The system that this matrix represents is
c_1=-5c_3+7c_4
c_2=-2c_3+4c_4
c_3=1c_3 + 0c_4
c_4=0c_3 + 1c_4

The two basis vectors are the vectors whose entries are the coefficients of c₃ and c₄.

Actually, Mark made a slight error here. Those two vectors give you a basis of the null space of the matrix. You're actually looking for a basis of the column space of the matrix. You can identify which of the original vectors form such a basis by locating where the pivots are in the reduced matrix. In this case, they're in the first two columns, so v₁ and v₂ would be the basis you're looking for.

 

[M55ikael]

Actually, Mark made a slight error here. Those two vectors give you a basis of the null space of the matrix. You're actually looking for a basis of the column space of the matrix. You can identify which of the original vectors form such a basis by locating where the pivots are in the reduced matrix. In this case, they're in the first two columns, so v₁ and v₂ would be the basis you're looking for.

What's a pivot?

 

[vela]

A pivot is the leading 1 in a row after the matrix has been reduced to row-echelon form.

 

[M55ikael]

A pivot is the leading 1 in a row after the matrix has been reduced to row-echelon form.

Are there any proofs? It seems so simple I wonder why it's not mentioned in my book.

 

[M55ikael]

Khanacademy teaches the same method as Vela described here:

I was wondering though, if it's ok for the columns to have constants other than zero above the 1, meaning you would have a row-echelon matrix as opposed to a reduced row-echelon matrix. My logic tells me that the vectors would be linearly independent anyway, so I guess it's ok.

 

[Mark44]

Another way to find a basis for the subspace spanned by the given vectors is to form a matrix with the vectors as columns in the matrix.

After forming the matrix, row-reduce it. If the vectors are linearly independent, the matrix will have no rows that are all zero. If the vectors are linearly dependent, one or more rows in the reduced matrix will consist entirely of zeros. That's what happens in this case: two of the rows have entries that are all zero.

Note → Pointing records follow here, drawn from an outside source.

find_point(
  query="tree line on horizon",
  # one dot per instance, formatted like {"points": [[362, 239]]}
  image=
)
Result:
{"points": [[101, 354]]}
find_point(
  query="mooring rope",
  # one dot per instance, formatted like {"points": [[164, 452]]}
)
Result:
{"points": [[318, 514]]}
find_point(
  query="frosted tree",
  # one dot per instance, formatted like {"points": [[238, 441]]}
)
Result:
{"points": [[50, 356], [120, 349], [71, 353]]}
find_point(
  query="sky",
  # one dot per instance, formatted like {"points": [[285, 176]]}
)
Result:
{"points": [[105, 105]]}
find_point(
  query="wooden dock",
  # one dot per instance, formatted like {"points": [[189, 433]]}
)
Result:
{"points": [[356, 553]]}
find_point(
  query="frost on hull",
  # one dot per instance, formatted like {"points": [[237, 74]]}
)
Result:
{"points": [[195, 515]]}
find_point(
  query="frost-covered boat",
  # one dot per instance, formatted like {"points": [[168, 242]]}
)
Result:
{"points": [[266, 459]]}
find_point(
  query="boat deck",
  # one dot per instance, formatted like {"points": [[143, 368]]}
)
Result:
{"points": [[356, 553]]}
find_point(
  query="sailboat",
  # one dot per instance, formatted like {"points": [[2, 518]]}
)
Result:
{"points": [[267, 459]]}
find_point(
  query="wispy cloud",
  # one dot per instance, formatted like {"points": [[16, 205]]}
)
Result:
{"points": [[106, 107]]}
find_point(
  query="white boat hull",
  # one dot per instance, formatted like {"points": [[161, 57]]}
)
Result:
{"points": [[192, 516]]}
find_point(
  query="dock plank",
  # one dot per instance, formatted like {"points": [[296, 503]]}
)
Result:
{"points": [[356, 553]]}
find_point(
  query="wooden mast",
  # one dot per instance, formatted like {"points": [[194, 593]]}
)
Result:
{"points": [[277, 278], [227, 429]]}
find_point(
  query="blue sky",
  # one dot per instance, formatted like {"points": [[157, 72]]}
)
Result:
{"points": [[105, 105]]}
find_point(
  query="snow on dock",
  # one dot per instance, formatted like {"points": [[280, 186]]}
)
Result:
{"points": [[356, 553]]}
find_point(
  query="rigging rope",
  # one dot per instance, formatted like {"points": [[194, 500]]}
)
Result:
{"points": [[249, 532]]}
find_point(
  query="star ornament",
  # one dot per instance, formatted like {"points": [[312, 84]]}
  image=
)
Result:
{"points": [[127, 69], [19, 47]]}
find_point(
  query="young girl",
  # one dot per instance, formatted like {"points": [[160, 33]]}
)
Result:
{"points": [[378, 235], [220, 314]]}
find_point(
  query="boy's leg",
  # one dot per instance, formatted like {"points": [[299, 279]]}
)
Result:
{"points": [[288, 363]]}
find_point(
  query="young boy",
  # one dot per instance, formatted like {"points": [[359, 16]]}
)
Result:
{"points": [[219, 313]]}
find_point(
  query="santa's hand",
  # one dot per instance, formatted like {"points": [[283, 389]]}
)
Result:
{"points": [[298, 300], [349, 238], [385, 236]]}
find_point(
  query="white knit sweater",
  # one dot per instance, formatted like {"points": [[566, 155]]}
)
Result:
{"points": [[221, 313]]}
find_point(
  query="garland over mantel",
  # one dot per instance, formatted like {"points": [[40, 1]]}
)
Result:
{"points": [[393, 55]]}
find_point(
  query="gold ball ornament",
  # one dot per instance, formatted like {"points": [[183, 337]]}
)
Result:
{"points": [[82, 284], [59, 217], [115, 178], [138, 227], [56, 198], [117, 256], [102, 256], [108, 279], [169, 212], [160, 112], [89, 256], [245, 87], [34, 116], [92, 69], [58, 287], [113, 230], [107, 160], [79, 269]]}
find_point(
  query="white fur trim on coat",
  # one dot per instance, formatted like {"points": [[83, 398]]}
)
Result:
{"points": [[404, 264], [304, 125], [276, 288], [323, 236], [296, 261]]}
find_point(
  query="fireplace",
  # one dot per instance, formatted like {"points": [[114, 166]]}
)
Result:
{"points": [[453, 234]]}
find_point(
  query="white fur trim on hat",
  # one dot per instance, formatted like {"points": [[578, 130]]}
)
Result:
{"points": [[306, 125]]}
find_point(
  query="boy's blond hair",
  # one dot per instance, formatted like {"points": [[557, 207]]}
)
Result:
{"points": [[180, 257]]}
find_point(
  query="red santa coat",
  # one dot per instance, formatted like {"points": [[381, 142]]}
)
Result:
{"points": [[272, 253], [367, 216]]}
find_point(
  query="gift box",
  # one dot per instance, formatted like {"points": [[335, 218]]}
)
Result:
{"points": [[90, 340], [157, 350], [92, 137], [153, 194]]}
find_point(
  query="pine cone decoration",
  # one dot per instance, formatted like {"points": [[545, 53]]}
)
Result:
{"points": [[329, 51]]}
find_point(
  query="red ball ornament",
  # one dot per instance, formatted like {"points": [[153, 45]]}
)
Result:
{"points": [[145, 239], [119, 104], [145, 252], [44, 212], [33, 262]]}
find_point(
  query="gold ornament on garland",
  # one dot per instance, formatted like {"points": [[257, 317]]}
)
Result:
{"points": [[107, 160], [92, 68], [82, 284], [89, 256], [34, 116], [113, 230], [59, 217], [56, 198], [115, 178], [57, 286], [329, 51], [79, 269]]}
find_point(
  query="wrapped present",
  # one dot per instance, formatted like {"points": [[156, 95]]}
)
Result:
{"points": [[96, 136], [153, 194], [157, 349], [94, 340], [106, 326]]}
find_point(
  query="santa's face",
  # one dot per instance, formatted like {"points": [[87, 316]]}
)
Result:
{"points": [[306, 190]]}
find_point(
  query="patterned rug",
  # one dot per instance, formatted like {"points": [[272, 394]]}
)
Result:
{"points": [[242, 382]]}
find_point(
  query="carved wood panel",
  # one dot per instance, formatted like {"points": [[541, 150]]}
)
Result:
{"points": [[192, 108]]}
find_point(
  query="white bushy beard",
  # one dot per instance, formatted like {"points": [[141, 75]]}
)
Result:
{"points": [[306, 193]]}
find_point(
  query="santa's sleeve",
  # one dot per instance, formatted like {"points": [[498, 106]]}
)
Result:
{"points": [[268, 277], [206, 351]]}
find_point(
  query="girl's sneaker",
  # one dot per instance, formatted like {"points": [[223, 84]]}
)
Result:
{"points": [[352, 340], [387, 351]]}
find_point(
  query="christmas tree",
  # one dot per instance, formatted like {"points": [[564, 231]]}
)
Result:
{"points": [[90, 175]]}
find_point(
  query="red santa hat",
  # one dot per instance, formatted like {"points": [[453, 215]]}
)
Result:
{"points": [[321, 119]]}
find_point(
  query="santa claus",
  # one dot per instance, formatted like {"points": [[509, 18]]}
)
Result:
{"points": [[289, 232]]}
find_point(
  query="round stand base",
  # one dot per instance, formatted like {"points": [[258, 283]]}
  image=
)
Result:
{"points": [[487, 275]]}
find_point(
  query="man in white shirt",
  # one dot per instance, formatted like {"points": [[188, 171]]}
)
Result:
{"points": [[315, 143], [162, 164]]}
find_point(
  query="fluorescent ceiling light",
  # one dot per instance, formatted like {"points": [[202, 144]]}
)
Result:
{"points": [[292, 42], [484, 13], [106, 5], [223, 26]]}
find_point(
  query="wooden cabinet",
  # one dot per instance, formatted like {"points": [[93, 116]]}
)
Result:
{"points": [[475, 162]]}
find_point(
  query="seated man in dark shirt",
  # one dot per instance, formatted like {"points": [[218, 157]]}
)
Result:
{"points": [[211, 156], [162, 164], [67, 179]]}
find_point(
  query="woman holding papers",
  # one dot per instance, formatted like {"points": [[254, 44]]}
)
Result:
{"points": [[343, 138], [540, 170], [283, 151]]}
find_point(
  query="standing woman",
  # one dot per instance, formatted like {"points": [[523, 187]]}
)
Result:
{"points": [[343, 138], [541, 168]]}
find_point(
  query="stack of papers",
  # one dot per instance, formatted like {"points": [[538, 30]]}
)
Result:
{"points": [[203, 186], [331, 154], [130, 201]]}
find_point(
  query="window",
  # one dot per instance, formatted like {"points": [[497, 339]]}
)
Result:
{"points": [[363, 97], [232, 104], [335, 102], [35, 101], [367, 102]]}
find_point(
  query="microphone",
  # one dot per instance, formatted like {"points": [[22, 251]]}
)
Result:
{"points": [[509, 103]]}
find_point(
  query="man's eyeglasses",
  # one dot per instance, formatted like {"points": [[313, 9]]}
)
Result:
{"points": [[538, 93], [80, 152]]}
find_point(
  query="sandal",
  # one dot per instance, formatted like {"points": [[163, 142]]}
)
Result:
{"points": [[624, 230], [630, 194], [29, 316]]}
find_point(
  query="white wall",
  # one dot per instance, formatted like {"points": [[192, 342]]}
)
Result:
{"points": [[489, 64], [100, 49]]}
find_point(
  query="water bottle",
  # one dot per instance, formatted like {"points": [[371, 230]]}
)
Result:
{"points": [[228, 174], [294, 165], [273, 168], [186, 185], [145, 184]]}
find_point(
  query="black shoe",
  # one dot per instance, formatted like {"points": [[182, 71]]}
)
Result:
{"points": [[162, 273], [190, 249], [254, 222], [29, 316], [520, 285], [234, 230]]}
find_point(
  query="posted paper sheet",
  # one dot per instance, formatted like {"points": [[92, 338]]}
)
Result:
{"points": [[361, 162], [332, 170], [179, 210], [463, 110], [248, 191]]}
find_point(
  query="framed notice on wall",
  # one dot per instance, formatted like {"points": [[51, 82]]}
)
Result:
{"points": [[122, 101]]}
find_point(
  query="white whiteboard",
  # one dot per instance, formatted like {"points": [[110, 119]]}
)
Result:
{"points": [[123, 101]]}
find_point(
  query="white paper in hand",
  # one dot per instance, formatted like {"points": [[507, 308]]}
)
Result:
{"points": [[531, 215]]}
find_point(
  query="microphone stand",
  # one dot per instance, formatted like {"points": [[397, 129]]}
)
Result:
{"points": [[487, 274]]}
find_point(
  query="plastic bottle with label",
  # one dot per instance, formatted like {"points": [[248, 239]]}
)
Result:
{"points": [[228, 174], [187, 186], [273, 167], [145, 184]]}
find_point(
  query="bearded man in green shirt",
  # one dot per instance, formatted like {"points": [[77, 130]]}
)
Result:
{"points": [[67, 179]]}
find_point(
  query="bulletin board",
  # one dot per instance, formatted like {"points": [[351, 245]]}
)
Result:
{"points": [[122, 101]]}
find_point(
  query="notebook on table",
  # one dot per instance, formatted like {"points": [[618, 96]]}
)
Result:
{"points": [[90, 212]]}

Once the matrix is completely reduced, you can write the system of equations that the reduced matrix represents, and get a basis from the system.

For this problem, the reduced matrix is
\left[ \begin{array}{cccc}1&0&5&-7\\0&1&2&-4\\0&0&0&0\\0&0&0&0\end{array}\right].

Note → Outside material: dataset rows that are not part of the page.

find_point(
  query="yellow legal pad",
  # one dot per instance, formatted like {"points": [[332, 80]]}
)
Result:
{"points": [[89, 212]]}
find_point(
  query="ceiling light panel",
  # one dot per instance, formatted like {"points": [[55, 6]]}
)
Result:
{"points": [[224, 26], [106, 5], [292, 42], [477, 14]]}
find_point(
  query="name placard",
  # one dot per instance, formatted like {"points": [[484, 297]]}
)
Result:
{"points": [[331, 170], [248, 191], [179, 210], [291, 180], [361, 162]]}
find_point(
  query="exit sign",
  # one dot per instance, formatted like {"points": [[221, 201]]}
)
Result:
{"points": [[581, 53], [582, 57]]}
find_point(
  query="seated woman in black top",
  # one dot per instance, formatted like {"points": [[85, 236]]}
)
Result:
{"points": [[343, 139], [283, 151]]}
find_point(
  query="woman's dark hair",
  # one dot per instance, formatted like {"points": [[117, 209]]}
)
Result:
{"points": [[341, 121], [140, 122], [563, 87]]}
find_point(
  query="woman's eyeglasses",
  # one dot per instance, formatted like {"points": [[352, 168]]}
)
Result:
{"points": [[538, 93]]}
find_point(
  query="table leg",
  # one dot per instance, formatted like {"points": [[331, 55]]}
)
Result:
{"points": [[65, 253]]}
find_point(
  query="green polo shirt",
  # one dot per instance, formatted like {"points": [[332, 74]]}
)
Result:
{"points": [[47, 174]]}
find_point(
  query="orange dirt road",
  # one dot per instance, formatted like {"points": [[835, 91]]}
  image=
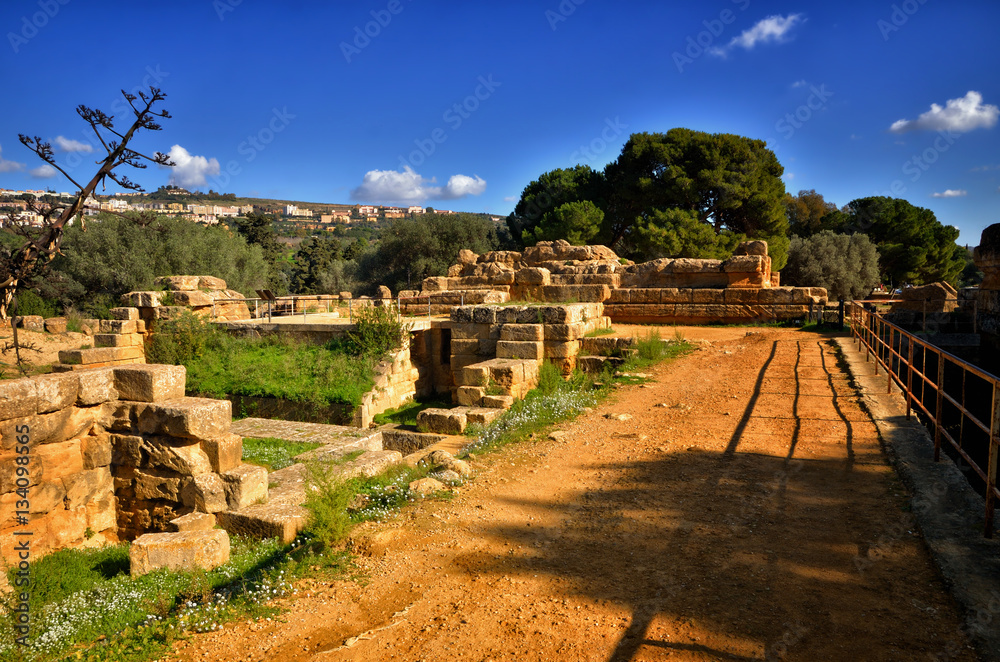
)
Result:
{"points": [[745, 512]]}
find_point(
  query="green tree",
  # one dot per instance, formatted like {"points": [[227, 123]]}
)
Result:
{"points": [[808, 213], [914, 247], [846, 265], [537, 212], [730, 183], [410, 250], [114, 256]]}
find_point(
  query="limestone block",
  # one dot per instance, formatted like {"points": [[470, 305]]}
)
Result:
{"points": [[102, 513], [561, 350], [195, 418], [513, 349], [55, 325], [205, 493], [188, 550], [86, 486], [224, 453], [483, 415], [30, 322], [59, 460], [211, 283], [245, 485], [125, 313], [150, 382], [470, 396], [18, 397], [193, 522], [708, 296], [497, 401], [150, 486], [522, 332], [442, 421], [532, 276], [177, 283], [97, 385]]}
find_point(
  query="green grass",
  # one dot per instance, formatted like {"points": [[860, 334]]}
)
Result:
{"points": [[274, 454], [406, 414]]}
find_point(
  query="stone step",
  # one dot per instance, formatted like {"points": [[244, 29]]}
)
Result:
{"points": [[594, 365], [283, 515]]}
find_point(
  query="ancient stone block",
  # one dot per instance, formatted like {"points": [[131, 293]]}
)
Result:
{"points": [[125, 313], [193, 522], [150, 382], [150, 486], [442, 421], [205, 493], [55, 325], [97, 385], [18, 397], [245, 485], [470, 396], [225, 453], [522, 332], [513, 349], [59, 460], [195, 418], [178, 283], [85, 486], [187, 550]]}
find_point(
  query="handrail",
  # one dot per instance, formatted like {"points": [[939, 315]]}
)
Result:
{"points": [[870, 329]]}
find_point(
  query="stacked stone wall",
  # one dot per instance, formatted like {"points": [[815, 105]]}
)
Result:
{"points": [[110, 453]]}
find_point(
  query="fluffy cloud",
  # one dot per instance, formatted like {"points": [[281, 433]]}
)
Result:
{"points": [[191, 170], [771, 29], [958, 115], [385, 186], [43, 172], [69, 145], [9, 166]]}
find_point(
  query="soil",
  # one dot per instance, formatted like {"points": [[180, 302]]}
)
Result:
{"points": [[745, 511]]}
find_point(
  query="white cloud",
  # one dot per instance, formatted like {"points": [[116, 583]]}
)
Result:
{"points": [[43, 172], [960, 115], [9, 166], [459, 186], [69, 145], [190, 171], [385, 186], [771, 29]]}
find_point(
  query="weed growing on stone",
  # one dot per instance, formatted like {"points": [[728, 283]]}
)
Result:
{"points": [[274, 454]]}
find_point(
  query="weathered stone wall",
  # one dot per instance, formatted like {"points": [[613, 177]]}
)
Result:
{"points": [[113, 453], [739, 289]]}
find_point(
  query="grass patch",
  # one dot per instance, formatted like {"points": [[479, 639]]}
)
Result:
{"points": [[406, 414], [274, 454]]}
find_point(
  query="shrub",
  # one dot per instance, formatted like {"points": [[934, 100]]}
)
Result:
{"points": [[846, 265]]}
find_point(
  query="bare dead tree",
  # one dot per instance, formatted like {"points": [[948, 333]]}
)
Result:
{"points": [[43, 237]]}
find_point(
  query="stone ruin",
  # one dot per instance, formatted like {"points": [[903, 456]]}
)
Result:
{"points": [[686, 291]]}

The system that this matrix represents is
c_1=-5c_3+7c_4
c_2=-2c_3+4c_4
c_3=1c_3 + 0c_4
c_4=0c_3 + 1c_4

The two basis vectors are the vectors whose entries are the coefficients of c₃ and c₄.

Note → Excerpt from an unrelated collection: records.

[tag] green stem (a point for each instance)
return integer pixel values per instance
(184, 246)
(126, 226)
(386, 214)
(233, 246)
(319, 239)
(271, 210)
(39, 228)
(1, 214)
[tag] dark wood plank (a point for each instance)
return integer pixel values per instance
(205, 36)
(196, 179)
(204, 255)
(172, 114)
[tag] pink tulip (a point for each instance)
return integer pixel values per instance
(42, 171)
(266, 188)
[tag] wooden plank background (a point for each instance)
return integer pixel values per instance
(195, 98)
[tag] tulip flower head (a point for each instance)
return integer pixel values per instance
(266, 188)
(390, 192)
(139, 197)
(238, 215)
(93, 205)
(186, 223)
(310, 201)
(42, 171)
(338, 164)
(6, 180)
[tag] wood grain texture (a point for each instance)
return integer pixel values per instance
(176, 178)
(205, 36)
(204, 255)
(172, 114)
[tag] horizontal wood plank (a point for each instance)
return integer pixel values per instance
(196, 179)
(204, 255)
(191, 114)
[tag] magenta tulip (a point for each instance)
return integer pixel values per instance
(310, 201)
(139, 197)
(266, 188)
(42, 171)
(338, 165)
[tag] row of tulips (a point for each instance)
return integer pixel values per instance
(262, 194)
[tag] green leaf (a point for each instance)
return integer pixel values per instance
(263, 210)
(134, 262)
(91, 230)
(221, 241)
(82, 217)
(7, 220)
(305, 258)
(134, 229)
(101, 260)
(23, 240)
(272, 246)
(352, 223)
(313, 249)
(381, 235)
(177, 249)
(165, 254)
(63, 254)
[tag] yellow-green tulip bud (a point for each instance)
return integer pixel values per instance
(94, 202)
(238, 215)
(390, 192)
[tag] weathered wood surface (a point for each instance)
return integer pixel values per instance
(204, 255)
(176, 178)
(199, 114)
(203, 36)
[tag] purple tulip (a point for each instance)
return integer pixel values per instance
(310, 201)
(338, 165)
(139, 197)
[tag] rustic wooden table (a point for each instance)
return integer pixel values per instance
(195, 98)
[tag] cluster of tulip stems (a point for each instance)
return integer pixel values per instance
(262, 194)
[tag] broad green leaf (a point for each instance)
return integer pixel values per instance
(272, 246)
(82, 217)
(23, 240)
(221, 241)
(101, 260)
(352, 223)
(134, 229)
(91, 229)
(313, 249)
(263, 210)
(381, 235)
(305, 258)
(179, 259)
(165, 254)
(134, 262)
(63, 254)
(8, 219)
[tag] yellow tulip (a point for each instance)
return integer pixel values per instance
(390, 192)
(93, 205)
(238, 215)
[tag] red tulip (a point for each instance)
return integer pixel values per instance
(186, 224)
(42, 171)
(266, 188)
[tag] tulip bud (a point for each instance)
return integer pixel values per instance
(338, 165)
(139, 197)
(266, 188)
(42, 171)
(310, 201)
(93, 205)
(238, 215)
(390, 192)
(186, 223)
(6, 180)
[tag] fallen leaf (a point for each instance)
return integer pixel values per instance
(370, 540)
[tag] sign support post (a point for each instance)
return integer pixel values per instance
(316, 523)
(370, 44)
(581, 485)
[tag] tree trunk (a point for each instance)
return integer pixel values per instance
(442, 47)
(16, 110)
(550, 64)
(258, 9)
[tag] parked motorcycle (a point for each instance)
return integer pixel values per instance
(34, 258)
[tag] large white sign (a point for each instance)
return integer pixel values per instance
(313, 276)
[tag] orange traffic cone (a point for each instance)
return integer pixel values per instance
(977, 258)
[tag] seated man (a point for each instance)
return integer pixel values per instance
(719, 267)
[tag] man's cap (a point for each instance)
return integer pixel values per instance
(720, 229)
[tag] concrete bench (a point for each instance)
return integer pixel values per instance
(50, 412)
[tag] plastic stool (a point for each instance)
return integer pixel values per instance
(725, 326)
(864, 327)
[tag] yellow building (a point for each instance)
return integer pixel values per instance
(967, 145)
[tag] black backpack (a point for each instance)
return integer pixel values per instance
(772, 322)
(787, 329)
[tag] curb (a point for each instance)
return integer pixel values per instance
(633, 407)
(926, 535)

Actually, Mark made a slight error here. Those two vectors give you a basis of the null space of the matrix. You're actually looking for a basis of the column space of the matrix. You can identify which of the original vectors form such a basis by locating where the pivots are in the reduced matrix. In this case, they're in the first two columns, so v₁ and v₂ would be the basis you're looking for.

Vela is right. The two vectors I showed are a basis for the nullspace, which isn't what you're after.

However, the system of equations above (with the c_i's) can be used to get basis vectors for the spanning set. In essence, the row reduction goes back to finding solutions to the equation c₁v₁ + c₂v₂ + c₃v₃ + c₄v₄ = 0, which is what HallsofIvy was saying back in post #3 or so. The v_i's are the vectors we started with.

Since we ended up with a couple of rows of zeros in the row-reduced matrix, the four original vectors aren't linearly independent. Earlier, vela showed that two vectors would suffice to span the subspace spanned by the four given vectors.

If you look at the equations for c_i that I gave, you can see that all four constants depend on c₃ and/or c₄. If you arbitrarily set c₃ to 1 and c₄ to 0, you can see that c₁ = -5 and c₂ = -2. This means that -5v₁ -2v₂ + 1v₃ = 0, so you can solve for v₃ as a linear combination of v₁ and v₂.

Now, if you set c₃ to 0 and c₄ to 1, you can see that c₁ = 7 and c₂ = 4. This means that 7v₁ + 4v₂ + 1v₄ = 0, so you can solve for v₄ as a linear combination of v₁ and v₂.

Since both v₃ and v₄ are linear combinations of the other two vectors, we can discard them, leaving us with v₁ and v₂. These vectors span the space spanned by all four vectors, and they are linearly independent (by inspection - neither is a multiple of the other), so they are a basis for the subset of R⁴ spanned by the original four vectors.